United States of America, Ohio, Miami County, Troy
Julia & William Hobart Garden (Troy, Ohio)
Designed by Child Associates, this garden complements the late 18th century French "Bois de Boulogne" style house on the five-acre site. What began as an idea for a garden with swimming pool developed into a comprehensive plan that transformed the site to meet the needs of a large family and to connect the formal house to its rural landscape. The site, which adjoined family farmland, had areas of woodland, open lawns, and remnants of an old apple orchard. Low maintenance, opportunities to introduce bulbs, wildflowers and other native plants to the woodland areas, and a pool that would complement the garden, rather than detract from it, were all priorities for the owners. The formal tradition of the slate-roofed dwelling has been respected by using bluestone walkways and terraces. The terrace paving continues around the edge of the symmetrical pool, which is painted black to double as a reflecting pool and is surrounded at each end by sinuous mixed borders. Behind the borders and lawn to the east are a meadow garden and more woodland, which serve as a screen from neighboring houses. Zumi crabapples serve as a reminder of the apple orchard that once covered the site, while two small garden buildings and other structures were designed to reinforce the French style of the house.

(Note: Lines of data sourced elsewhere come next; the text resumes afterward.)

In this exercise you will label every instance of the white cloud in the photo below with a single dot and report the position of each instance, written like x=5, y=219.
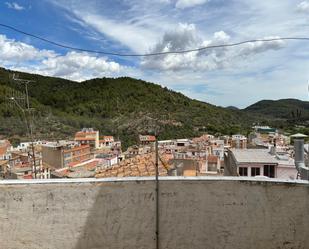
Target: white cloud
x=13, y=51
x=303, y=7
x=135, y=37
x=183, y=4
x=14, y=6
x=186, y=37
x=73, y=65
x=78, y=66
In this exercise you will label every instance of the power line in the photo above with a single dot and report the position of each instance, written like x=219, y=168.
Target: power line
x=151, y=54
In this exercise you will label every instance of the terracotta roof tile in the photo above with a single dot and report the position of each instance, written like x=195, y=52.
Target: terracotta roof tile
x=141, y=165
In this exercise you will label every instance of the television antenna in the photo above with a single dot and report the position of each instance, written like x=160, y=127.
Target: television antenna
x=23, y=103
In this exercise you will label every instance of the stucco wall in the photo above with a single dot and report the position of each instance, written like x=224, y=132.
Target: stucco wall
x=230, y=213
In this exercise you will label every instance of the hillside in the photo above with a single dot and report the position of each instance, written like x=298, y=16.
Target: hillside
x=123, y=107
x=286, y=109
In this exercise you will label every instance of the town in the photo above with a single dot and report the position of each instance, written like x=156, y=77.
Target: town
x=264, y=153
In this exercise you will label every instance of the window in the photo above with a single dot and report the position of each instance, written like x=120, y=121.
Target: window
x=255, y=171
x=243, y=171
x=269, y=171
x=212, y=167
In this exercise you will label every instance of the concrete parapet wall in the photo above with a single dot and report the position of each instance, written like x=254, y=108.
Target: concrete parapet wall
x=201, y=212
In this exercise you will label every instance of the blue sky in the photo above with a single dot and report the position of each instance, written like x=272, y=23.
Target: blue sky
x=236, y=76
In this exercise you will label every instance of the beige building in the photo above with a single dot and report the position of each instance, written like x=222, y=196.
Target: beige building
x=88, y=136
x=65, y=154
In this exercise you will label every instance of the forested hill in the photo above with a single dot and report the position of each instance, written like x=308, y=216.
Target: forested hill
x=287, y=109
x=123, y=107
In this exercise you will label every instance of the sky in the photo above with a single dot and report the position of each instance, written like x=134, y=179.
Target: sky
x=237, y=76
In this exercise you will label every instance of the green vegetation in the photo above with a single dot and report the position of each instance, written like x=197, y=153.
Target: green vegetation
x=123, y=107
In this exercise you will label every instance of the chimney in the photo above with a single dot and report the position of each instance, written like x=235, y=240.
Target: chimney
x=273, y=148
x=299, y=156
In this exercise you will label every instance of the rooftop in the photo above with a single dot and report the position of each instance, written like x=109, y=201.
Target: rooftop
x=253, y=156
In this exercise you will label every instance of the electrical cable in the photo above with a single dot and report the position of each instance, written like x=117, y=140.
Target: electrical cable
x=155, y=53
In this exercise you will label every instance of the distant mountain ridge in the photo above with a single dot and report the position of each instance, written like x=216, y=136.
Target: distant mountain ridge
x=122, y=107
x=283, y=109
x=125, y=107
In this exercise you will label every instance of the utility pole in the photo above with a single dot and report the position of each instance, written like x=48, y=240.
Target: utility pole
x=27, y=115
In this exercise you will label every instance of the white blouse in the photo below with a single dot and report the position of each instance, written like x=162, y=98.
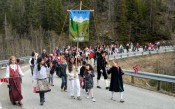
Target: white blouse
x=42, y=74
x=14, y=67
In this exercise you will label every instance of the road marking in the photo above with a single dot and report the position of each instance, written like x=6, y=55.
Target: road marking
x=0, y=106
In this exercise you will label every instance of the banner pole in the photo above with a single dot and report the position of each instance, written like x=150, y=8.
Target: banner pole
x=78, y=43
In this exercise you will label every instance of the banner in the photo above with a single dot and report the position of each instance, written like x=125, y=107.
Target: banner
x=79, y=25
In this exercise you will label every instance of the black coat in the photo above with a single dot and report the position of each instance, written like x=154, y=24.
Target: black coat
x=82, y=71
x=88, y=80
x=116, y=83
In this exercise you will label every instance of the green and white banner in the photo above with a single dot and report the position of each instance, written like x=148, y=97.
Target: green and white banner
x=79, y=25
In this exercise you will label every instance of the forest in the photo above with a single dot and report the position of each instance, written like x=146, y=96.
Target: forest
x=27, y=25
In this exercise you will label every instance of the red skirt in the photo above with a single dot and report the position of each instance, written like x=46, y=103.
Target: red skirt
x=15, y=90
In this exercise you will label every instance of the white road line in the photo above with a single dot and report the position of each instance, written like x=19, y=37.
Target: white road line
x=0, y=106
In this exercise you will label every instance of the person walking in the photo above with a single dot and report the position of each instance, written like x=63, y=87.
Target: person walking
x=101, y=69
x=40, y=74
x=13, y=71
x=116, y=82
x=88, y=81
x=63, y=76
x=73, y=78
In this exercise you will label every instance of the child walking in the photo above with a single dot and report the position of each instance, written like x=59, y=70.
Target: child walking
x=89, y=83
x=116, y=84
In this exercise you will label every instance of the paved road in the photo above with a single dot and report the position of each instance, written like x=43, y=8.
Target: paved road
x=140, y=53
x=135, y=98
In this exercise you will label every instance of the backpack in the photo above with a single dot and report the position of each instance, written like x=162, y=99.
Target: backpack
x=32, y=61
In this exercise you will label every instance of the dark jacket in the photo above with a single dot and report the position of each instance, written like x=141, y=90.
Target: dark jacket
x=88, y=80
x=116, y=83
x=82, y=71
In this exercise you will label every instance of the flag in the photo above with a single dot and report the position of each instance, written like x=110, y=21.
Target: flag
x=4, y=80
x=79, y=25
x=135, y=68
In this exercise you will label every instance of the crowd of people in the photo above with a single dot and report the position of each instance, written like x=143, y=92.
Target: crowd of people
x=71, y=65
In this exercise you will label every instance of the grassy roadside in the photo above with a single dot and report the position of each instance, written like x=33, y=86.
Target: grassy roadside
x=159, y=63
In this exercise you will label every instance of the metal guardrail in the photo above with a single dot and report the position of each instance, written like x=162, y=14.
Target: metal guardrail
x=132, y=54
x=153, y=76
x=4, y=63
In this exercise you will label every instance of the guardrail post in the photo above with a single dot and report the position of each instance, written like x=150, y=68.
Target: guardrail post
x=158, y=85
x=132, y=79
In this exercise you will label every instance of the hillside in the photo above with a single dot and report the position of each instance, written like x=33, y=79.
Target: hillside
x=161, y=63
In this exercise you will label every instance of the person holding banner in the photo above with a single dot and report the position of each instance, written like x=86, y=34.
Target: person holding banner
x=12, y=72
x=73, y=78
x=101, y=69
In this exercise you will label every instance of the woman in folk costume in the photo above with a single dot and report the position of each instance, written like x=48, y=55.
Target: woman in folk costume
x=74, y=78
x=116, y=84
x=40, y=74
x=88, y=81
x=12, y=72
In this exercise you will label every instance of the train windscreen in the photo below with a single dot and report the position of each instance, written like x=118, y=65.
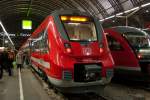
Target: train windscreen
x=138, y=40
x=79, y=28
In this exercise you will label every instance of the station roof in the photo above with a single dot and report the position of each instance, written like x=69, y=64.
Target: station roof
x=12, y=12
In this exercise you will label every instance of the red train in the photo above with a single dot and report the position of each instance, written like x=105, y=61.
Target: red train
x=70, y=50
x=130, y=49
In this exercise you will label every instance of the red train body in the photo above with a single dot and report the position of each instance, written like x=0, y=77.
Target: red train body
x=70, y=50
x=128, y=63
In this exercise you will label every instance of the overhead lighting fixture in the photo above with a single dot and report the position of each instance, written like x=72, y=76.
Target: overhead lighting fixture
x=127, y=11
x=26, y=24
x=5, y=32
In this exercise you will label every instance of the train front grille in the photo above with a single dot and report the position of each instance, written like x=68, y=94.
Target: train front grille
x=87, y=72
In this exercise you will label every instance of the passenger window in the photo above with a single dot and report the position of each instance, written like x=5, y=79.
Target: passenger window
x=44, y=43
x=113, y=44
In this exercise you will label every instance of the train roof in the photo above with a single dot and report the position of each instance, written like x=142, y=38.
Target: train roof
x=127, y=29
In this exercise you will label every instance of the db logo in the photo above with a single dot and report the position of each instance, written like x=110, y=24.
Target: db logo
x=87, y=51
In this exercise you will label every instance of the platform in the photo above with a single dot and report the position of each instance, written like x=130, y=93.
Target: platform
x=31, y=87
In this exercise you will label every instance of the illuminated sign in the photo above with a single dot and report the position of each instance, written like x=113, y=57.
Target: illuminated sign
x=26, y=24
x=74, y=18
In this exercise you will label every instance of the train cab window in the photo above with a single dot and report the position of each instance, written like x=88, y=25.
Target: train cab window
x=113, y=44
x=80, y=31
x=137, y=40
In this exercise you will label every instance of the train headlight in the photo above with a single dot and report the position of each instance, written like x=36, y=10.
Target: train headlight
x=68, y=47
x=67, y=75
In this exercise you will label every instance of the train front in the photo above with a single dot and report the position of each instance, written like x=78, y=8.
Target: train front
x=84, y=63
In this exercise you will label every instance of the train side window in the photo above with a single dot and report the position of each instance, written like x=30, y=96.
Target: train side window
x=113, y=44
x=44, y=42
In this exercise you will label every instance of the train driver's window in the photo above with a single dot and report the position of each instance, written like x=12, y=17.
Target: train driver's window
x=113, y=44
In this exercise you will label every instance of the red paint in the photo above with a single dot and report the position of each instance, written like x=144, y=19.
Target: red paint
x=125, y=57
x=62, y=58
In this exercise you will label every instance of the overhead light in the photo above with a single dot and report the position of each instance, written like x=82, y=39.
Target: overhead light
x=127, y=11
x=6, y=41
x=5, y=32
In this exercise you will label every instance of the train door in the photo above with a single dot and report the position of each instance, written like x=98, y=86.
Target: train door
x=124, y=57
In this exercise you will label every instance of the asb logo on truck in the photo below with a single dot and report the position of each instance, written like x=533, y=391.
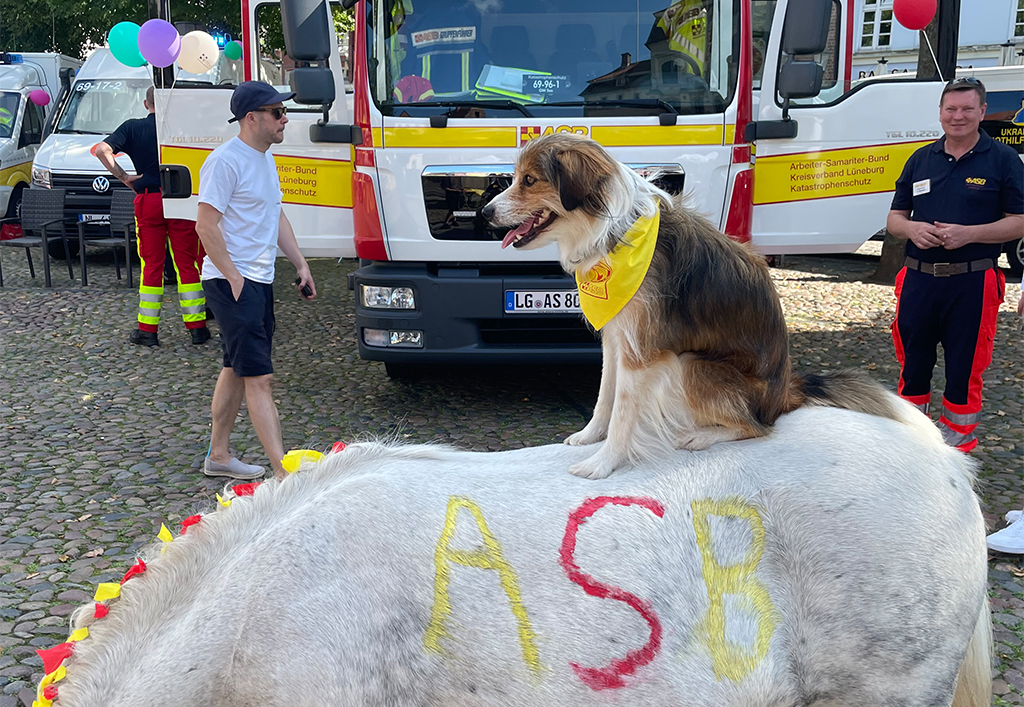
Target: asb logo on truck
x=529, y=132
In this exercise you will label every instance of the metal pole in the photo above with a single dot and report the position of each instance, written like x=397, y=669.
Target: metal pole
x=945, y=58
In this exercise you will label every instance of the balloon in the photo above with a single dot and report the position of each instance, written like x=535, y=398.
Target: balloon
x=123, y=39
x=913, y=14
x=159, y=42
x=199, y=52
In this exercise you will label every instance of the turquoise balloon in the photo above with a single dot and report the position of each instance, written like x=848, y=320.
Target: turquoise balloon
x=123, y=39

A transition to the wilder landscape begins across the graveled upper drive. The land dips down into a shallow ravine and this natural rocky swale provides "movement" to the front garden and is lined with wet-loving plants. It descends to a lily pond that attracts a wide variety of wildlife. Over the nearly 20 years since its design, adjustments have been made to the original plan. Overgrown Bradford pears hiding the front of the house were replaced with more compact columnar oaks, while clipped boxwood hedges edging the front walk gave way to looser, more diverse compositions of box and perennials. A collection of David Austin shrub roses has been added to the perennial beds near the back terrace. The garden continues to evolve.
Persons and firms associated with the garden include: Susan F. Child (landscape architect, 1985-1987); Douglas Reed (landscape architect, 1987 to date); and Child Associates, Inc. (landscape architects, 1985-1987).
The folders include worksheets, site plans, a narrative description of the garden with plant names, and plant lists.